The problem is that the actual add won't be optimized away unless you use -ffast-math
. -funsafe-math-optimizations
is unfortunately required, not just -fno-signaling-nans
. I tried alternatives to +
that can't cause FPU exceptions, such as ^
(xor) and |
(or), but gcc won't do those on double
s. The ,
operator doesn't produce a vector result for scalar , vector
.
This can be worked around by specializing the template with straightforward initializer lists.

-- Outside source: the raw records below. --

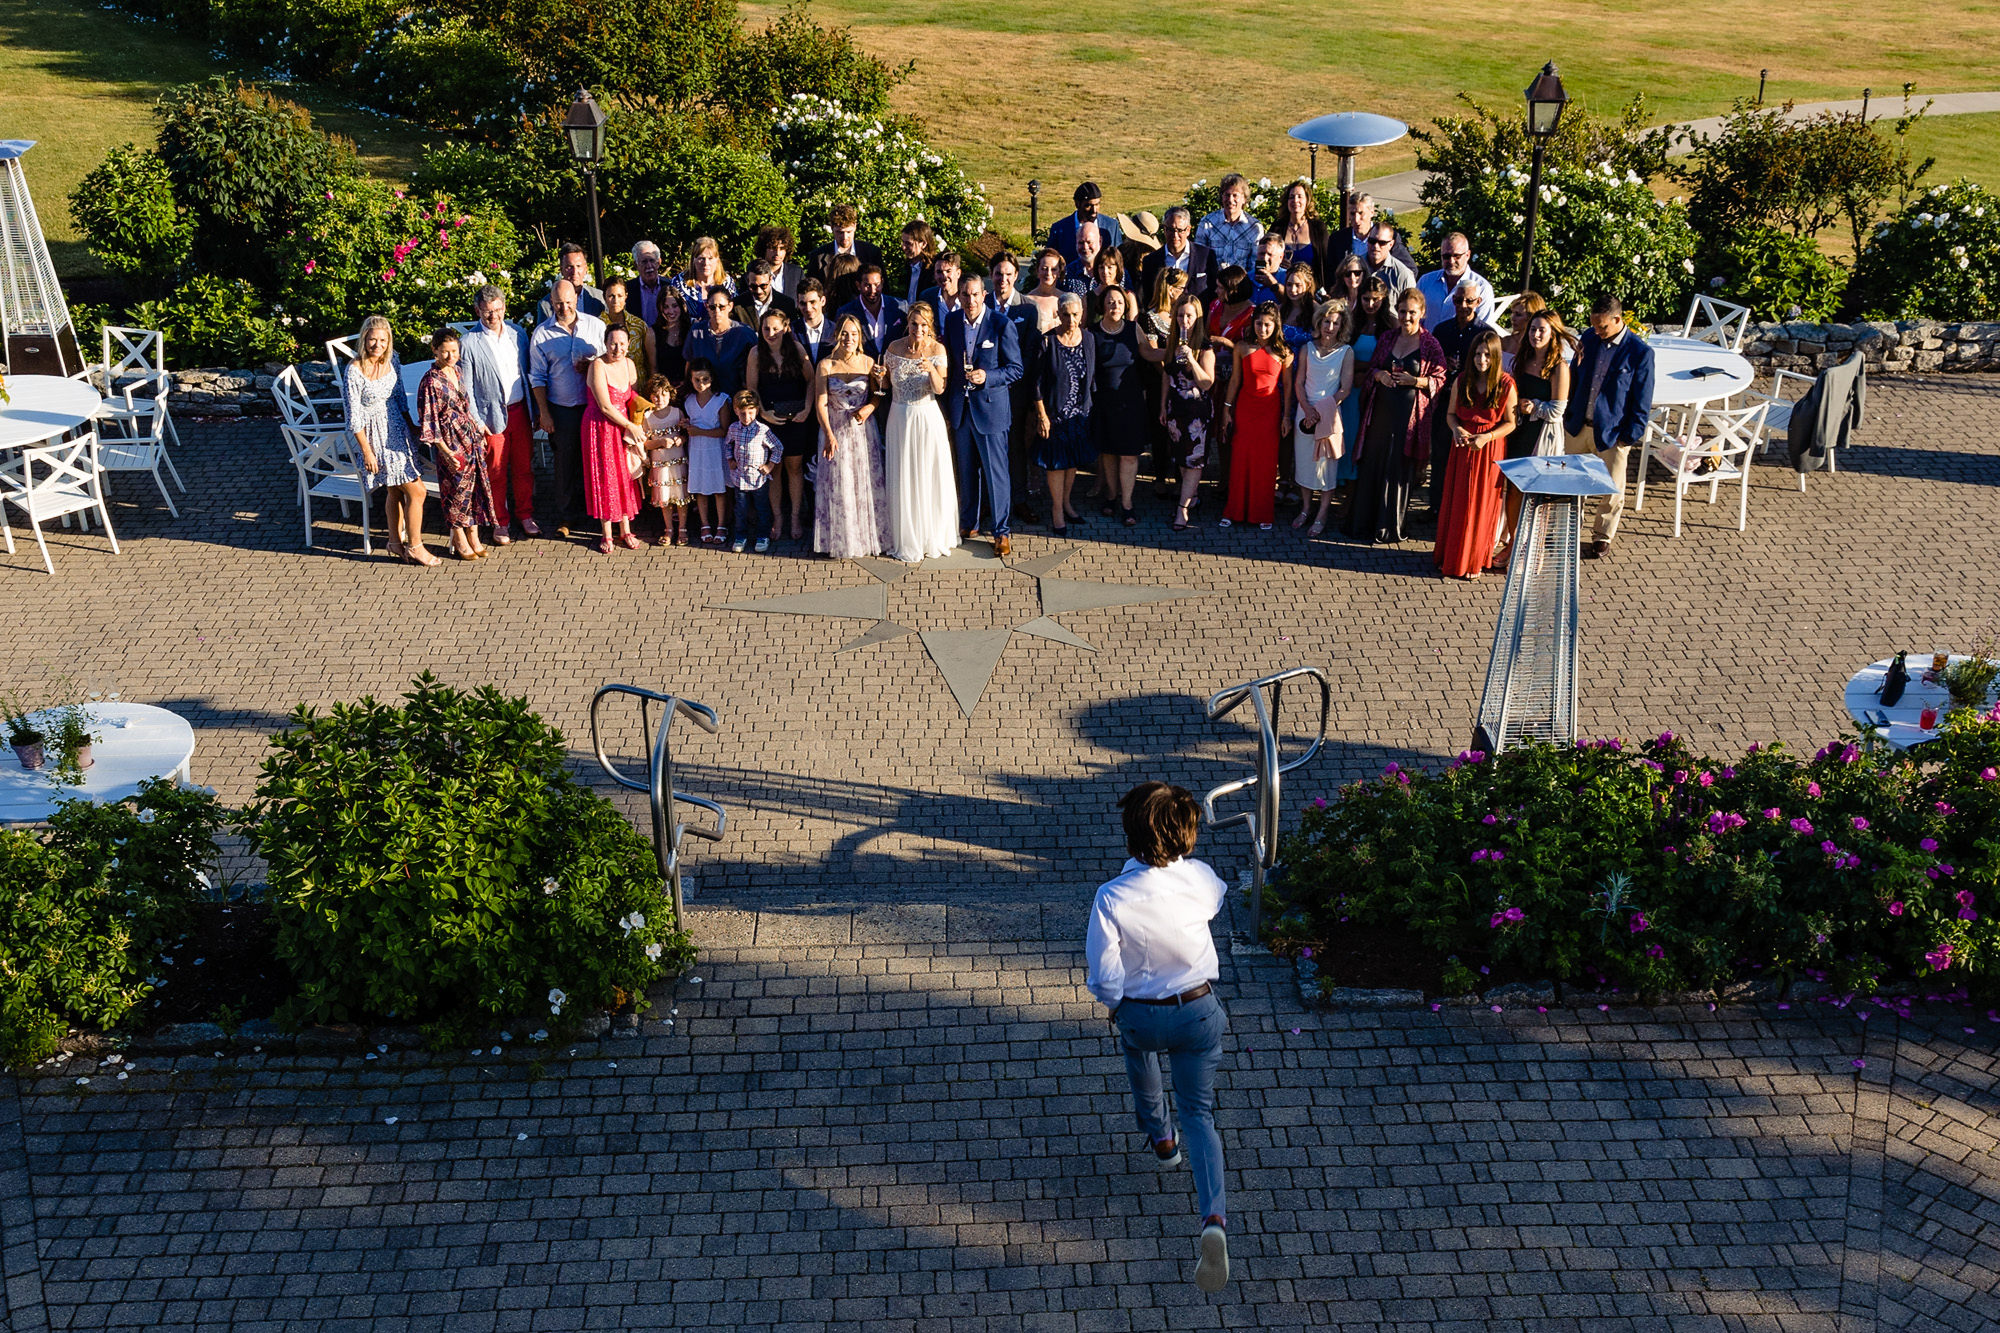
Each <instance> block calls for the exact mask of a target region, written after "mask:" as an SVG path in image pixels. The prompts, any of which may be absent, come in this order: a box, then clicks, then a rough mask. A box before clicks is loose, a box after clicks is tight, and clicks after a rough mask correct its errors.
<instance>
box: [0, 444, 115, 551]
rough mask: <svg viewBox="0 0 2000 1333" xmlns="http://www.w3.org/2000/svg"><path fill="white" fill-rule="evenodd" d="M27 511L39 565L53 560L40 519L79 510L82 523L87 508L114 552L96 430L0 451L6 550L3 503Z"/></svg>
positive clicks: (7, 521) (103, 476) (56, 515)
mask: <svg viewBox="0 0 2000 1333" xmlns="http://www.w3.org/2000/svg"><path fill="white" fill-rule="evenodd" d="M8 504H12V506H14V508H18V510H22V512H24V514H28V526H30V528H34V542H36V546H40V548H42V568H46V570H48V572H50V574H54V572H56V562H54V560H50V558H48V540H44V536H42V520H44V518H62V520H64V522H68V518H70V514H80V516H82V520H84V522H86V526H88V520H90V512H92V510H94V512H96V514H98V518H102V520H104V536H108V538H110V542H112V554H118V534H116V532H112V512H110V508H106V506H104V472H102V468H100V466H98V434H96V430H84V432H82V434H78V436H72V438H68V440H62V442H60V444H34V446H28V448H18V450H10V452H6V454H0V536H4V538H6V552H8V554H14V528H12V526H10V524H8V520H6V506H8Z"/></svg>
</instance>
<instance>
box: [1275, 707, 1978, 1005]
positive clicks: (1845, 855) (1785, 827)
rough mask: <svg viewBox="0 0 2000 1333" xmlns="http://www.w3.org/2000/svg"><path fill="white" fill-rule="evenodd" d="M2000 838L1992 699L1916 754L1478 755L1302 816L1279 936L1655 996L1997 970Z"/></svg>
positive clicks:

If you can't get a good generic constructor to work, I suggest leaving out the definition so you get a compile error when there isn't a specialization.
#ifndef NO_BROADCAST_SPECIALIZE
// specialized versions with initializer lists to work efficiently even without -ffast-math
// inline keyword prevents an actual definition from being emitted.
template<> inline A<2>::A (double v) {
typeof (v_sse) val = {v, v};
v_sse = val;
}
template<> inline A<4>::A (double v) {
typeof (v_sse) val = {v, v, v, v};
v_sse = val;
}
template<> inline A<8>::A (double v) {
typeof (v_sse) val = {v, v, v, v, v, v, v, v};
v_sse = val;
}
template<> inline A<16>::A (double v) { // AVX1024 or something may exist someday
typeof (v_sse) val = {v, v, v, v, v, v, v, v, v, v, v, v, v, v, v, v};
v_sse = val;
}
#endif
Now, to test the results:
// vecinit4 (from above) included in the asm output too.
// instantiate the templates
A<2> broadcast2(double val) { return A<2>(val); }
A<4> broadcast4(double val) { return A<4>(val); }
A<8> broadcast8(double val) { return A<8>(val); }
Compiler output (assembler directives stripped out):
g++ -DNO_BROADCAST_SPECIALIZE -O3 -Wall -mavx512f -march=native vec-gcc.cc -S -masm=intel -o-
_Z8vecinit4d:
vbroadcastsd ymm0, xmm0
ret
_Z10broadcast2d:
vmovddup xmm1, xmm0
vxorpd xmm0, xmm0, xmm0
vaddpd xmm0, xmm1, xmm0
ret
_Z10broadcast4d:
vbroadcastsd ymm1, xmm0
vxorpd xmm0, xmm0, xmm0
vaddpd ymm0, ymm1, ymm0
ret
_Z10broadcast8d:
vbroadcastsd zmm0, xmm0
vpxorq zmm1, zmm1, zmm1
vaddpd zmm0, zmm0, zmm1
ret
g++ -O3 -Wall -mavx512f -march=native vec-gcc.cc -S -masm=intel -o-
# or g++ -ffast-math -DNO_BROADCAST_SPECIALIZE blah blah.
_Z8vecinit4d:
vbroadcastsd ymm0, xmm0
ret
_Z10broadcast2d:
vmovddup xmm0, xmm0
ret
_Z10broadcast4d:
vbroadcastsd ymm0, xmm0
ret
_Z10broadcast8d:
vbroadcastsd zmm0, xmm0
ret
Note that the shuffle method should work fine if you don't template this, but instead only use one vector size in your code. So changing from SSE to AVX is as easy as changing 16 to 32 in one place. But then you'd need to compile the same file multiple times to generate an SSE version and an AVX version which you could dispatch to at runtime. (You might need that anyway, though, to have a 128bit SSE version that didn't use VEX instruction encoding.)